おひつじ座
味は嘘をつかない
眼光一閃
今週のおひつじ座は、『夏痩せて嫌ひなものは嫌ひなり』(三橋鷹女)という句のごとし。あるいは、今までナアナアですませてきた自身の精神をキュッと引き締めていこうとするような星回り。
この句に満ち溢れている憤りは、その場で目の前にいる誰かというよりは、自分自身に向けられているのではないでしょうか。
年をとるにつれ、栄養素的に野菜をとらなきゃいけない、ジャンクフードは体に悪いから食べちゃいけないなど、健康増進やエロス価値の維持を気にした自己管理的な文脈をまとっていないと「人としてちゃんとしていない」などと非難されかねなくなっていくものですが、少なくとも作者はここで「果たしてそれは本当だろうか?」といぶかしげな眼差しを送っている。
これが単なるわがままとかヒステリックなぼやきと一線を画しているのは、おそらくこうした普遍的な本音を、時代を超えて多くの人が胸に秘めているからでしょう。
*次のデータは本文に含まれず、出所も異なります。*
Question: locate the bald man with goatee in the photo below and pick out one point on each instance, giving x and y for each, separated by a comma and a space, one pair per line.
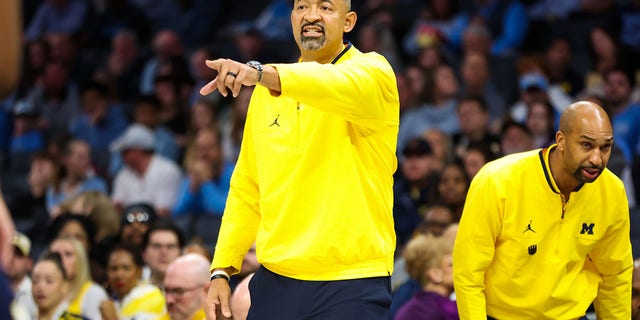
545, 233
185, 287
この句を作ったとき、作者は37歳。
戦前(1930年代半ば)でその年齢と言えば、もはや若さをかさにきて無茶を言ったりやったりできる年齢ではなく、粛々と周囲の要請を受け入れる大人の女性としての振る舞いをして当然とされたはずですが、夏痩せして研ぎ澄まされた作者の精神にはそうした風潮の中にある種の欺瞞を見出さざるを得なかったのでしょう。
同様に、6月29日に自分自身の星座であるおひつじ座で下弦の月(意識の危機)を迎えていく今週のあなたもまた、これまでなんとなく受け入れてしまっていたものに、改めて「NO」を突きつけていくべし。
アウレリウスの場合
プラトン以来の理想とされた「哲人君主」の実現例と見なされた紀元2世紀のローマ皇帝であり、ストア派の哲学者でもあったM・アウレリウスが、戦地でも書き続けた日々の備忘録である『自省録』に次のような一節があります。
たとえ汝が三千年、いや三万年生きようとも、誰もいま生きている生以外の生を失うことはなく、いま失う生以外の生を生きることもない(…)最も長い生涯と、最も短い生涯とは、それゆえ、同等(中略)万物は流転するが、おなじ軌跡を繰り返しているのであり、見者にとっては、それは百年みていようと二百年みていようと、永劫に同じことだ。
無限の長さのフランスパンを想像してみるといいかも知れません。その全体を食べ切ることはできなくても、パンを一口食べただけでも、「味」という点では、その全体を味わったことと同等と言えるのではないでしょうか。
問題があるとすれば、それはむしろ「一口しか味わってないから」と、瞬間や短い今を単なる通過や過程として過小評価することの方にあるように思います。
その意味で、今週のおひつじ座もまた、長く続くものやことよりも、現在の短く鮮烈な<味わい>にこそ集中していきたいところです。